Compose sequence standard

Wed Jun 4 10:51:54 EEST 2003

As modern unix desktops are moving toward unicode, it'd be nice if there were standard
compose sequences available to access a reasonable subset of unicode on latin alphabet
keyboards. (I'm thinking especially of American ones, simply because there are quite a lot
of them out there, and mine is one of them.)

A while back I made a stab at implementing a wider set of compose sequences in gtk, but
for this to really be useful it ought to be a standard across all X desktop programs,
which is why I am appealing to this forum.

I expect that it should be possible to expand my list a little, and I make no guarantees
that there aren't any outright bugs, but it's a starting point. My version of the file in
gtk with my expanded list of compose sequences is at:

http://www.xprt.net/~munizao/hacks/gtkimcontextsimple.c

The compose sequence table should be pretty self-explanatory even for non-gtk folks.
(This worked with gtk+ 2.0.6 and 2.0.7. I haven't had time to keep it up to date.)

I tried to follow the following rules in coming up with my set of compose sequences.

1) Only two-character compose sequences are allowed.

2) Preëxisting compose sequences used for the various Latin-n character sets in X should
be retained.

3) Mnemonics for compose sequences should not be based on a particular language. One
example of such a mnemonic is 'v' + 'b' for vertical bar, (which is retained due to 2.)

4) Mnemonics for compose sequences should make sense visually. However, I'm willing to
bend this for the sake of coverage. (For example, I have 'o' + ':' → 'ő'. I hope
Hungarians will forgive me, but it was the best I could do.)

5) Mnemonics for compose sequnces should be consistent. '<vowel>' + '-' should always
produce the <vowel> WITH MACRON character. But coverage should be weighed against
consistency. I added 's' + '-' → 'ſ', which might be a little inconsistent, but it was the
best sequence I could find to cover that character.

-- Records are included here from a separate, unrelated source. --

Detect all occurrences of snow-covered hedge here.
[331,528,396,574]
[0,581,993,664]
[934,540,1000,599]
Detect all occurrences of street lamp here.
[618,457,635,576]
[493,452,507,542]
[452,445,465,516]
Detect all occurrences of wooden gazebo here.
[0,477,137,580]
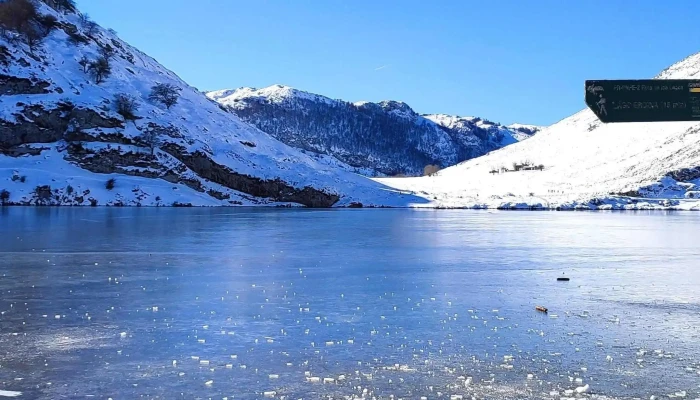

6) Compose sequences should produce the same character as the corresponding reversed
sequences. (But not necessarily if reversing them breaks the mnemonic. For example, ':' +
')' → '☺' (WHITE SMILING FACE) but ')' + ':' → '☹' (WHITE FROWNING FACE))

7) Sequences should cover:
a) All characters in some ISO Latin-n set.
b) All of the Latin Extended-A range.
c) Characters for which there are compose sequences with mnemonics that are analogous to
those used in a) or b). For example:  '2' + '^' → '²', so '9' + '^' should produce '⁹'.
d) Characters that fill out the character gamuts of languages partially covered by a, b,
and c.
e) Other characters which one might expect to be reasonably widely used and for which
reasonably intuitive mnemonics exist. These include mathematical symbols like '≥', arrows,
   characters in the Letterlike Symbols range like '℞' and '™', and a few others.

In some cases there will be conflicts where a given compose sequence might reasonably
apply to multiple characters. These should be decided on an ad hoc basis where the
wideness of use of the character, the intuitiveness of the compose sequence, and the
presence of reasonable alternative compose sequences for the character that loses the
conflict are all considered.

So, I want to know: would a standard expanded compose sequence list be used if I were to
make one, (with, of course, the input of concerned parties?) Are there other factors that
should be taken into account in developing such a list? I know that each character added
would add a few bytes of memory to the compose sequence tables. Is this likely to be a
problem?

**Ali